Toasty Pumpkin Waffles with Maple Cranberry Butter
These Toasty Pumpkin Waffles are soft, spiced, and perfect for a festive fall breakfast. The batter comes together quickly with pumpkin puree and chopped pecans, then cooks up golden in your waffle iron. Served with a tangy-sweet maple cranberry butter, they’re a cozy and crowd-pleasing dish for Thanksgiving weekend or any chilly morning.
In a large bowl, combine the flour, brown sugar, baking powder and salt. Whisk the egg, milk, pumpkin and butter; stir into dry ingredients until blended. Fold in pecans. (The batter will be runny like pancake batter. For my waffle Iron I needed 1 1/4 cup waffle batter.

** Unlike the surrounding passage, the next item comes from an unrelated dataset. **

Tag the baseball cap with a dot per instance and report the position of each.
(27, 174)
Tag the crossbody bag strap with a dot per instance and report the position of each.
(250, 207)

I usually use 1 cup with other waffle batters)
Bake in a preheated waffle iron according to manufacturer’s directions until golden brown.
Meanwhile, in a small saucepan, combine cranberries and syrup. Cook over medium heat until berries pop, about 10 minutes. Transfer to a small bowl; cool slightly. Beat in butter until blended.
Serve waffles with maple cranberry butter and syrup if desired. Refrigerate or freeze leftover butter. Makes 5 Belgian sized waffles and 1 cup butter.